Squid Game: The Challenge is even more horrific than I feared

The original Squid Game was that rare thing: a non-English language drama that became an international sensation. Following a group of desperately poor people invited to take part in a series of challenges inspired by children’s games – the catch being that anyone eliminated was immediately killed – this 2021 South Korean series was inventive, compelling, and with its red-suited villains and technicolour game rooms, a treat to look at. It was fantastic television and it’s no surprise that two years on it is Netflix’s most-watched series of all time.

The real triumph, though, was its central morality tale about the corruption of capitalism and a warning of the depravity humans are capable of when the chasm between rich and poor grows irreparably wide. How bleak, then, that its new spin-off is so horrific.

Squid Game: The Challenge is nothing more than a cynical attempt to regenerate the viewing figures Squid Game earned, shamelessly piggybacking its success and in the process reducing the original to a cheap gimmick.

Squid Game: The Challenge. Season 1 of Squid Game: The Challenge. Cr. Pete Dadds/Netflix ?? 2023
The 456 contestants all live in a dorm together (Photo: Pete Dadds/Netflix)

A reality game show based on the one in the original (though this version is filmed in a cavernous UK studio rather than on a tropical island), this derivative series sees 456 players from around the world take on the exact same challenges as in the original series. As they move through the games, players are knocked out and the eventual prize money – suspended in a giant transparent piggy bank as in the show – climbs to an eye-watering, life-changing $4.56 million (£3.64 million).

There’s Red Light, Green Light game, which has become emblematic of Squid Game and involves contestants racing towards a gigantic creepy rotating robot doll who will eliminate them if she catches them moving; the Dalgona challenge, in which players must cut out a shape from a piece of honeycomb using a needle; there are marbles. The contestants all live in an enormous dormitory identical to the one in the drama.

Unlike the baddies in Squid Game, Netflix does not kill off its contestants and harvest their organs. Instead, packs of black ink strapped to their chests explode to indicate they’re out of the game. Each of the players gamely pretends to cark it on the spot – I laughed every single time. That’s one of the main problems with this series: it desperately wants to be taken seriously, but it is so astronomically silly that it’s simply impossible to watch with any sense of earnestness.

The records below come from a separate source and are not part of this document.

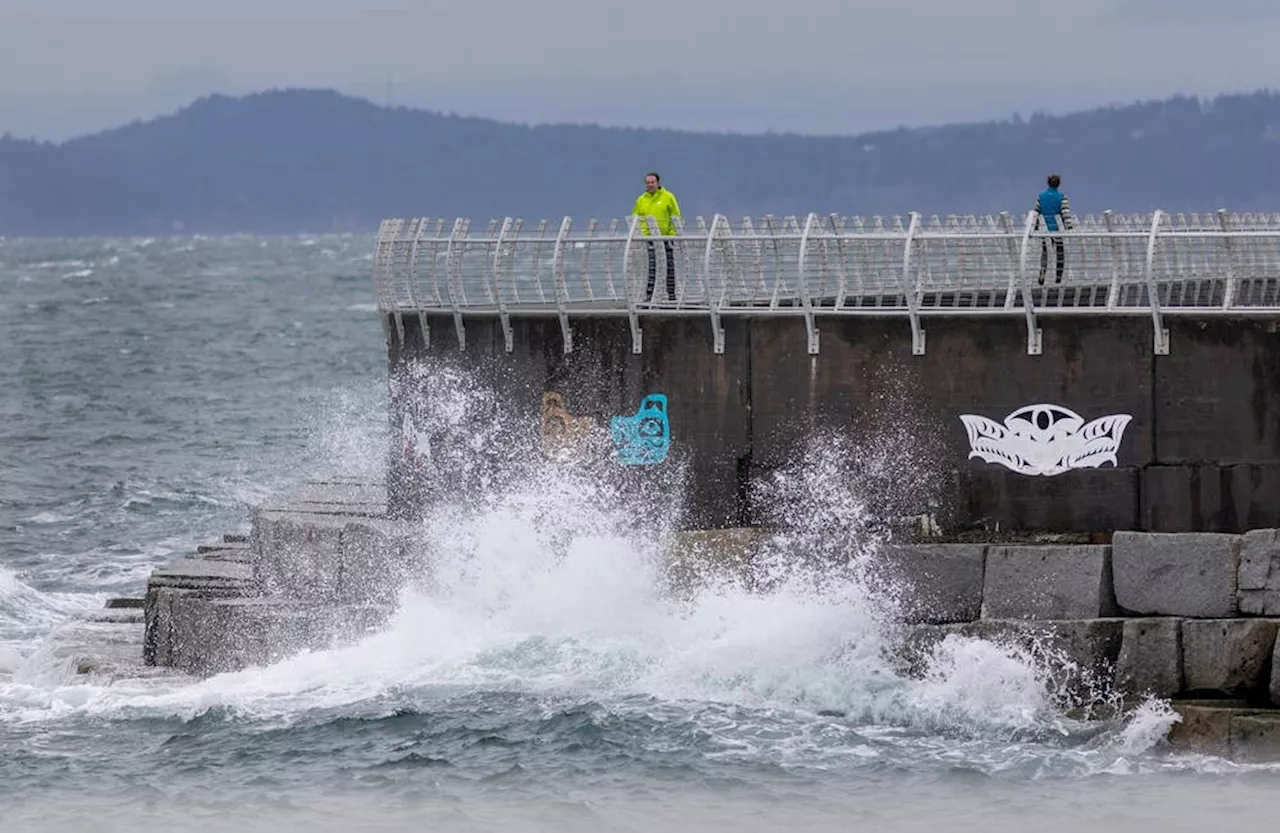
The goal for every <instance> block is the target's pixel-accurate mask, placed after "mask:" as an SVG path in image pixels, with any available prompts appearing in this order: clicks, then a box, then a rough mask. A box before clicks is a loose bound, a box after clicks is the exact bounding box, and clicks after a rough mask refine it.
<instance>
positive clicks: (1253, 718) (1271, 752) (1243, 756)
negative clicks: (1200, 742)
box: [1229, 711, 1280, 764]
mask: <svg viewBox="0 0 1280 833" xmlns="http://www.w3.org/2000/svg"><path fill="white" fill-rule="evenodd" d="M1229 747H1230V756H1231V760H1235V761H1239V763H1251V764H1252V763H1256V764H1262V763H1267V764H1274V763H1275V761H1277V760H1280V714H1275V713H1267V711H1240V713H1236V714H1233V715H1231V731H1230V741H1229Z"/></svg>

On a practical, functional level, it works. But of course it does: it’s a carbon copy of the original series, right down to the slo-mo sequences soundtracked by Strauss’s “The Blue Danube Waltz”.

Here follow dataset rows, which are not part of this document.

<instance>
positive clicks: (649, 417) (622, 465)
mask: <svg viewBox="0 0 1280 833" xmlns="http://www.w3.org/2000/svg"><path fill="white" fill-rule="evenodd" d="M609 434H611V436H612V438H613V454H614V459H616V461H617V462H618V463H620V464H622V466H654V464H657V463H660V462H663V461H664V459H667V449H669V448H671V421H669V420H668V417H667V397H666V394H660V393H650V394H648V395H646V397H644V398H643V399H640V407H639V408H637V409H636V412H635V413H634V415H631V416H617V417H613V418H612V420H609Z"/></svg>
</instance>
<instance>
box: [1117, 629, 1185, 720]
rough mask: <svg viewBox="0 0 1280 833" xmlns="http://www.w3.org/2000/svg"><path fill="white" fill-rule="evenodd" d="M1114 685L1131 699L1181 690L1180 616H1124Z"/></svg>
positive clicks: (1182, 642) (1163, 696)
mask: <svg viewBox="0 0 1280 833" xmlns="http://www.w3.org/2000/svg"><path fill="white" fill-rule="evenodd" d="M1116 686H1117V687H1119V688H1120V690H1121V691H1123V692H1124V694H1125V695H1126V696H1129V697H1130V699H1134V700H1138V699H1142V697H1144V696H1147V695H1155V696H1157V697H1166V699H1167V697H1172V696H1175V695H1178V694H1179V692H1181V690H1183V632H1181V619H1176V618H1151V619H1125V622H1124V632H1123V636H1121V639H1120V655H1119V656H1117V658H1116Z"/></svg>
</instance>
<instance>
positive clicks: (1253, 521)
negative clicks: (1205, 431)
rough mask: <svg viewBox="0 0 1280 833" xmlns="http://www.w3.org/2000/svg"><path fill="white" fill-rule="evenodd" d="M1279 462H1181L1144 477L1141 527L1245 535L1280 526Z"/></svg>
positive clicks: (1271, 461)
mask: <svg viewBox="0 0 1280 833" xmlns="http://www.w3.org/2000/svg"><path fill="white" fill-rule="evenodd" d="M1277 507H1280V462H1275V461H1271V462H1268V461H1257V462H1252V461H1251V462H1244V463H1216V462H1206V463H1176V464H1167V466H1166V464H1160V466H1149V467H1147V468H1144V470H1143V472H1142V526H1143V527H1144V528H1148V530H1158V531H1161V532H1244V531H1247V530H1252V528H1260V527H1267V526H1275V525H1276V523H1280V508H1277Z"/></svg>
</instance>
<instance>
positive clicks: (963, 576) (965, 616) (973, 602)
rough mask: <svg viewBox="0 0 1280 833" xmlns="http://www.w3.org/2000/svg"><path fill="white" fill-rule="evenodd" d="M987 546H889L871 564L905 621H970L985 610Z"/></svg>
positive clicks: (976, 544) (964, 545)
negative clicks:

The players have clearly studied the drama for tips and tricks – they all instinctively begin to lick the Dalgona, while it took the fictional characters a while to figure out the best way to extract their shape. It begs the question: why not just watch Squid Game?

There are some differences. Squid Game: The Challenge introduces psychological “tests” in which players can eliminate each other (I suppose the nighttime murder sprees featured in the drama are hard to replicate) and there are a few new games, including a novel take on Battleship.

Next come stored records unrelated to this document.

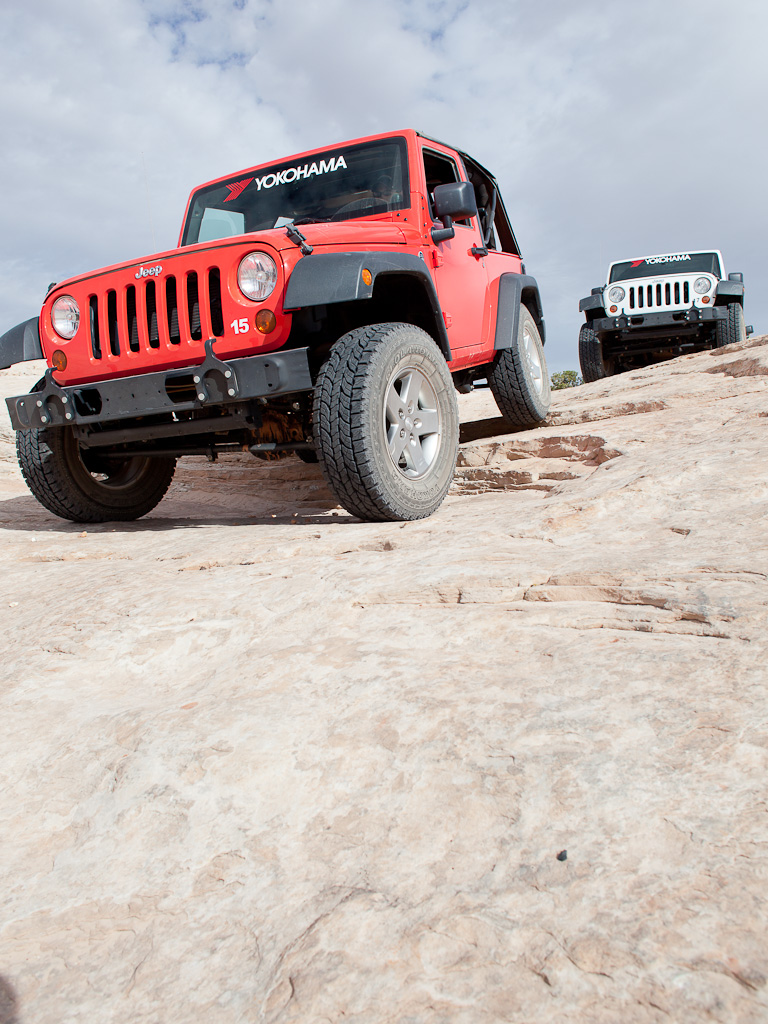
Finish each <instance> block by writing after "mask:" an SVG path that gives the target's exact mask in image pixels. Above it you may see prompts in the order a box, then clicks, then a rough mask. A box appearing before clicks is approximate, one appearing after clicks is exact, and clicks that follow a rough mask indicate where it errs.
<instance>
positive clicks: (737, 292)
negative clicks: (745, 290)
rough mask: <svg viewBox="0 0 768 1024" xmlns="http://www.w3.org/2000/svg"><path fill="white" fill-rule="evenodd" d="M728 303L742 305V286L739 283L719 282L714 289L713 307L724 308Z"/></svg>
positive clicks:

These tests are designed to inject a bit of tension into proceedings and, for the most part, it works. The players become paranoid, form alliances and target one another for elimination. Still, it’s hardly an unconventional tactic – from The Traitors to Big Brother, psychological manipulation has been reality TV’s bread and butter for years. After a series of these “tests” play out in a row, you start to wonder when the show is going to get back to the real games.

Squid Game: The Challenge. Cr. Pete Dadds/Netflix ?? 2023 Squid Game: The Challenge TV Still Netflix
Squid Game: The Challenge desperately wants to be taken seriously (Photo: Pete Dadds/Netflix)

The players approach the game with grave sincerity. I would too if there were millions on offer. But with 456 of them – all dressed in the iconic green tracksuits, their assigned numbers emblazoned across their chests – it’s impossible not only to keep up with who’s who, but also to care who wins. There are some standout characters (a mother and son duo, a meathead athlete who gets his comeuppance, an underestimated older man), but not one player got particularly under my skin or made me root for them.

But the real problem with Squid Game: The Challenge is its blinkered, flagrant refusal to acknowledge the message of its source material – that exploiting cash-strapped people for entertainment is perhaps not a Good Thing. In creating this series, Netflix has made us the villains akin to the evil masked millionaires who aid and abet the murderous games in the original.

The central themes of Squid Game – the futility of social mobility, how we assess life in terms of monetary value – are completely lost among the bitching, backstabbing and gameplans. Perhaps I’m being a miser, maybe I should just give in to the fun of it all. But Squid Game: The Challenge left me feeling empty and grubby. I’m happy to take the moral high road this time.